說實話,即使是在李主任對我顯出不耐煩的情緒時,我還沒有意識到問題的嚴重性。直到他再次回到辦公室,一本正經地跟我談話,我才意識到,我犯下了不可饒恕的錯誤。而小孫顯然是預感到了這一點,不想攪入這場是非中,這才藉故走掉。
李主任回到辦公室,先強忍了一下自己的情緒,努力想使語氣輕鬆些。他輕咳了一下,緩緩地說:「高主任,現在你把你跟嚴隊長發生矛盾的過程講一下。」
我以為他終於願意聽我的解釋了,就不好意思地笑了笑說:「李主任,其實也怪我,不該那麼衝動。當時的情況是這樣的。」接著,我便把事情的經過原原本本地說了一遍,末了,還補充了一句:「小孫當時一直在場,不信你可以去問她。

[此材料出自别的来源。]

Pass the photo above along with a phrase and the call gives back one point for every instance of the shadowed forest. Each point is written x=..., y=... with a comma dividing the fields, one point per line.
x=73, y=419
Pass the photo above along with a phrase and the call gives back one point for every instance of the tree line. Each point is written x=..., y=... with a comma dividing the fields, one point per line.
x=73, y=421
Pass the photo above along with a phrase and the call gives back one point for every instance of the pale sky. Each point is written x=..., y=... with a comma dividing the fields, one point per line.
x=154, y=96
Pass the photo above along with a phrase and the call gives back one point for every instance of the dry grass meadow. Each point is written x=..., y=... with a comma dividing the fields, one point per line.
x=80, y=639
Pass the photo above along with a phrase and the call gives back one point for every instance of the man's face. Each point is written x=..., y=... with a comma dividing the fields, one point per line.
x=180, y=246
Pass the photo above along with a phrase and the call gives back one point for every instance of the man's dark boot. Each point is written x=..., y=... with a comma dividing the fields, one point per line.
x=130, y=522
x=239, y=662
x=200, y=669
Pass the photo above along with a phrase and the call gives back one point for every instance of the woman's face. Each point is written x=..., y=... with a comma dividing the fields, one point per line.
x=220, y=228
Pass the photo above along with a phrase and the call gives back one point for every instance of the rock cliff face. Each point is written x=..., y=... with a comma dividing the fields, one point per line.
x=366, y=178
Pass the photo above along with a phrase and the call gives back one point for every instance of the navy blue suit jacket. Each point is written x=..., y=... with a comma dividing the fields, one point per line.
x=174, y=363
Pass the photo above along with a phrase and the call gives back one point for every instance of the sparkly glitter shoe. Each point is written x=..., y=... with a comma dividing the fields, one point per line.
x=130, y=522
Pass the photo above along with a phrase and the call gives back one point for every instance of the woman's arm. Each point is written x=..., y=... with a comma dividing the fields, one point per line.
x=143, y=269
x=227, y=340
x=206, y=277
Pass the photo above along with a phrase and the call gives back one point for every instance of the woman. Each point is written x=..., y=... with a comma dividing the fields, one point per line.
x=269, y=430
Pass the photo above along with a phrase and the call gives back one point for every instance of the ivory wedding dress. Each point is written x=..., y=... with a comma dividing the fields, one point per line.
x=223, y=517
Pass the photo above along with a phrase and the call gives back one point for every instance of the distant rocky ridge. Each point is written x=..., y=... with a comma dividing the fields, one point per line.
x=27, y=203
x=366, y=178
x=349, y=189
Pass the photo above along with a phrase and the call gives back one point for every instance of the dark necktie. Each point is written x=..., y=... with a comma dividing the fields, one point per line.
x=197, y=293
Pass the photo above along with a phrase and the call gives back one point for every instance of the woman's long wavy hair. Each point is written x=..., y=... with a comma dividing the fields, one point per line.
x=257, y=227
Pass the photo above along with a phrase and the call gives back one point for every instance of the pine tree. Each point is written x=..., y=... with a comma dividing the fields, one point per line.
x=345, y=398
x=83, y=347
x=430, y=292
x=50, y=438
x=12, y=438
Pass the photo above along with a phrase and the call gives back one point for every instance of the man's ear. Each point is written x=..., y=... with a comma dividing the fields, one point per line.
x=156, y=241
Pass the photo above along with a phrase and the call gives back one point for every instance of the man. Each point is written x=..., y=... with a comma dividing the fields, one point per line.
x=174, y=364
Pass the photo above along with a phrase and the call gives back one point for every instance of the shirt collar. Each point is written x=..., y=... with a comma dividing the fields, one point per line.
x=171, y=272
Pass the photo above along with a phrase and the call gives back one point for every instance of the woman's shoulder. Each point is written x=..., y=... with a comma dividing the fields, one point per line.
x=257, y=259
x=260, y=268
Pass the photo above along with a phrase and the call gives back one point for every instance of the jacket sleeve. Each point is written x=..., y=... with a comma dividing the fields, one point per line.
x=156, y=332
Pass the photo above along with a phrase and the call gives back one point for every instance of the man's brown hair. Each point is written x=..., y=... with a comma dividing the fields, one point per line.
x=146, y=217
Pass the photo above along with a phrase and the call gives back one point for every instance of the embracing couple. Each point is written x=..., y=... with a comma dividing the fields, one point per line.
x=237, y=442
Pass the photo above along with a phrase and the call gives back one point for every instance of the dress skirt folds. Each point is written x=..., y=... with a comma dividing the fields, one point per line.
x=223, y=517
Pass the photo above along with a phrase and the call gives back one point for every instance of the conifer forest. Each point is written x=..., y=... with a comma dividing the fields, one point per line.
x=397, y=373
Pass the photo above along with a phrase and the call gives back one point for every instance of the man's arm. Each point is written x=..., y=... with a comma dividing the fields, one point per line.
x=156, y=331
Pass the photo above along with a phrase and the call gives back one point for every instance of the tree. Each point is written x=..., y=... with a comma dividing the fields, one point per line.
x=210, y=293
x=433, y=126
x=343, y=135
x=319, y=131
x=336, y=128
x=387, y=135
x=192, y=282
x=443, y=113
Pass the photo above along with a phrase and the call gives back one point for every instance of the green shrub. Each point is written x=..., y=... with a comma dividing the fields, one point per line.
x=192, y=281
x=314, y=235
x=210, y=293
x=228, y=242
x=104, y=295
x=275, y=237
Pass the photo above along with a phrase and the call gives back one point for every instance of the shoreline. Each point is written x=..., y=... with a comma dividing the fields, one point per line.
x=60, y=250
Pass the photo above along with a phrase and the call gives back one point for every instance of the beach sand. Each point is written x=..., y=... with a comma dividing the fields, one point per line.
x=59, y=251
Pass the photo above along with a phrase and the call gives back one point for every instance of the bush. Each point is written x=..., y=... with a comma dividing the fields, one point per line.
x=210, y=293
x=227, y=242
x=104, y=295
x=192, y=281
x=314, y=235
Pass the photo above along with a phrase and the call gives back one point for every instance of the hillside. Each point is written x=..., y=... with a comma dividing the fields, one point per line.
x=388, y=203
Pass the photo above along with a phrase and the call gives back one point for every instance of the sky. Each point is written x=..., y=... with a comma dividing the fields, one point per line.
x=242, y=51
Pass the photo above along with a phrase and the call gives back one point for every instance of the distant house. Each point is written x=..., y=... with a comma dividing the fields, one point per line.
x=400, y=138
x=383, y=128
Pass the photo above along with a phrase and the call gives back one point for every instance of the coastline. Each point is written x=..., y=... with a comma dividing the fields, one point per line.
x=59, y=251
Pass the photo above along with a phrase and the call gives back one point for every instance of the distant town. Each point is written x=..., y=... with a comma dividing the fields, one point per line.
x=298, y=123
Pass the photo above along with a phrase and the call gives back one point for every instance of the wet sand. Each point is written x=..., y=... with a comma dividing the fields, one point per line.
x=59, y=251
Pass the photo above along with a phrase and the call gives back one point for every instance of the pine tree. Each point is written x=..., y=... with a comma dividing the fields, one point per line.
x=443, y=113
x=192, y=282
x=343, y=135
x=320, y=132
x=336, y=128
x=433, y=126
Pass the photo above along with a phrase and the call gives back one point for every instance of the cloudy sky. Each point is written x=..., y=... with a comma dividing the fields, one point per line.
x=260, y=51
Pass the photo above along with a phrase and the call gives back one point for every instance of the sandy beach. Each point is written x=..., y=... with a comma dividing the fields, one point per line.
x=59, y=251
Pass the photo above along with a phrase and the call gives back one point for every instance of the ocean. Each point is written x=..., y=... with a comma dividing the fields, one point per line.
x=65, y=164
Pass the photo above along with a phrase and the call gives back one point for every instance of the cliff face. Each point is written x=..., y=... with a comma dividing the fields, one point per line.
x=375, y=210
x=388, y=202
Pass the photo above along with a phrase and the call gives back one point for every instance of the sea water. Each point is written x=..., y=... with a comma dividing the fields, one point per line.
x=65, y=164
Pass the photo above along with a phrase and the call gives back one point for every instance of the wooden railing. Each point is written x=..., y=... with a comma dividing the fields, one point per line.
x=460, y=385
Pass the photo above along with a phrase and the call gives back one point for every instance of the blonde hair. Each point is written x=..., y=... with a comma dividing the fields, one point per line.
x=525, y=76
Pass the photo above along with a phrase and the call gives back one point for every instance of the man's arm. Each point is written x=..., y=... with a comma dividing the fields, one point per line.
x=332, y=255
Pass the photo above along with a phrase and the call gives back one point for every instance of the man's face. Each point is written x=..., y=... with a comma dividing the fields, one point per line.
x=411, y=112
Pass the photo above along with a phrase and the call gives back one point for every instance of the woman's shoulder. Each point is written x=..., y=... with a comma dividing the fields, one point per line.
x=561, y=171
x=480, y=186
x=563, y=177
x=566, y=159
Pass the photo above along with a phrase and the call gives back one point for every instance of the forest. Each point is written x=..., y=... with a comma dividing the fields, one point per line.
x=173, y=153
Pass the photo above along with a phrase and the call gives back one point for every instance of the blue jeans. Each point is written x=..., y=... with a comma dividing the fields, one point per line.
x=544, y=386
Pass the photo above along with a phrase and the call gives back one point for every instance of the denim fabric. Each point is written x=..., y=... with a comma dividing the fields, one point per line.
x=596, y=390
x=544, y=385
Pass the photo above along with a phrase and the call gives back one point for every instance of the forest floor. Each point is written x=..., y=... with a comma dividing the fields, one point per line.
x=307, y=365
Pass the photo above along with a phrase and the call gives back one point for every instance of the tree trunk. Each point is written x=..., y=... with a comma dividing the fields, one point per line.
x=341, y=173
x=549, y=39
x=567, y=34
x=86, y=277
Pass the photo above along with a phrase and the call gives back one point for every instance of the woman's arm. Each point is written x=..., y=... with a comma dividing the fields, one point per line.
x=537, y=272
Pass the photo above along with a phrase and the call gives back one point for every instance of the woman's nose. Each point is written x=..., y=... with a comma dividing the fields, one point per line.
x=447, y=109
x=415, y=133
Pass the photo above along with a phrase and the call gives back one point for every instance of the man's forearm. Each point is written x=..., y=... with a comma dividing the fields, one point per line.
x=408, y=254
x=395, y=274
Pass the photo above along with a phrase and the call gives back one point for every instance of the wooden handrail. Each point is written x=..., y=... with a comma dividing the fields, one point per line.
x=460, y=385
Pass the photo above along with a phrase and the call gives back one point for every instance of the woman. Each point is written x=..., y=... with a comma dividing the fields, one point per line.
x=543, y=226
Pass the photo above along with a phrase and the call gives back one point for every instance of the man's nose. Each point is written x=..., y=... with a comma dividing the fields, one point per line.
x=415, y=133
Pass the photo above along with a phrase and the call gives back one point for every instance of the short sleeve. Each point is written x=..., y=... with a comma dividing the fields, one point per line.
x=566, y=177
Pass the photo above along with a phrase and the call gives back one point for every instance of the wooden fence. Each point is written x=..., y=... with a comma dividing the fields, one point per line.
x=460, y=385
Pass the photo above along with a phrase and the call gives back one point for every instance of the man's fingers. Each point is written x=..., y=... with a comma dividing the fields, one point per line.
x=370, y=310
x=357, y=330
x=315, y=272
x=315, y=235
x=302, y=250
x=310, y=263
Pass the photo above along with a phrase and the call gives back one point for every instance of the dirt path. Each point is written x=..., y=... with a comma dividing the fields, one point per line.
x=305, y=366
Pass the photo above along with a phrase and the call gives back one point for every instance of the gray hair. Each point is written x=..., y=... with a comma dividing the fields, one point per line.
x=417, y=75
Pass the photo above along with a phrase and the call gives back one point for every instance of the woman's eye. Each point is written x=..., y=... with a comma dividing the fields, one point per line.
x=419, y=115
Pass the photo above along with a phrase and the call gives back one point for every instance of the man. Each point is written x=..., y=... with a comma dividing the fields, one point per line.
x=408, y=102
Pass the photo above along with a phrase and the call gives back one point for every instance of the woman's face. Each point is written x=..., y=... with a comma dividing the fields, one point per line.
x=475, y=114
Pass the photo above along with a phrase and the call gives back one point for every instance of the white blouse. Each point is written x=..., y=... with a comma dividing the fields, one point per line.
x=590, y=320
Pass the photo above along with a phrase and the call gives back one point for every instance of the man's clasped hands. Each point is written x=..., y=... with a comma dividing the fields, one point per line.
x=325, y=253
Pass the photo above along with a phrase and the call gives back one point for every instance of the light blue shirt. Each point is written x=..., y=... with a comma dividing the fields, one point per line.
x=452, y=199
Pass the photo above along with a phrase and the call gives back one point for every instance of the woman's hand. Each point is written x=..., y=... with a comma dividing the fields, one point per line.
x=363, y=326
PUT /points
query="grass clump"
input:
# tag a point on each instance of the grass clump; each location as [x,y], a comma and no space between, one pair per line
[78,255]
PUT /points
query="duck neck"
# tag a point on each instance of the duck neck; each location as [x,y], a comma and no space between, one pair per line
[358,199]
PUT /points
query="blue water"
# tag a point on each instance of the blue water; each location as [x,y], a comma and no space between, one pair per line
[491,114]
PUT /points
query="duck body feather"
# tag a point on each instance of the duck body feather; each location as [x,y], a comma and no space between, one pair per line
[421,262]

」
李主任耐著性子聽我說完,當聽我說叫他去問小孫時,他的臉上露出一絲冷笑,說:「你說完了?你這是叫我去幫你取證嗎?」
我心裡一慌,難道我又說錯話了?我是說如果他不信,可以去問小孫,沒有叫他必須去找小孫取回旁證材料啊!我尷尬地說:「不是這個意思。我是說,小孫當時看到了整個事情的經過,她的看法肯定是客觀的。」
李主任這時的忍耐程度已到了極限,他顯然不想聽我在這裡東扯西拉胡說八道。他之所以讓我說出情況,完全是為了給我一個主動承認錯誤的機會。可我一直在為自己辯解,他哪裡忍受得了?他裝模作樣在本子上記了幾下,語重心長地說:「高主任,事情的經過是怎麼樣的已經不重要了,重要的是事情已經發生了,而且鬧到了劉局長那裡,劉局長很不高興。他讓成局長督促辦公室妥善處理此事,不要讓這種歪風邪氣在全局蔓延開來。我剛才就是去了成局長那裡,聽聽成局長對此事的處理意見。」
我一聽到「歪風邪氣」這個成語,倒吸了一口涼氣。怎麼,我本來是堅持原則按程序辦事,倒成了「歪風邪氣」了?一種本能的抵抗意識馬上湧進我的大腦,把本來還清醒的我攪得氣血上湧,渾身更是不自覺地顫抖起來。
但這種意識只是曇花一現,我馬上又想起了自己卑微的身份,以及在城裡無依無靠的事實,甚至想到了我那以我為驕傲的老父老母。我不能衝動,我要在城裡站住腳,就必須夾著尾巴做人,完全遵從領導的意志。這種想法,讓我突然感到了一絲莫名的悲哀,難道我堅持原則錯了?難道想要在城裡站住腳,就必須奴顏婢膝地苟且偷生?
想到這裡,我的心裡一酸,差點落下淚來。我委屈地叫了聲:「李主任……」便哽咽得說不下去了。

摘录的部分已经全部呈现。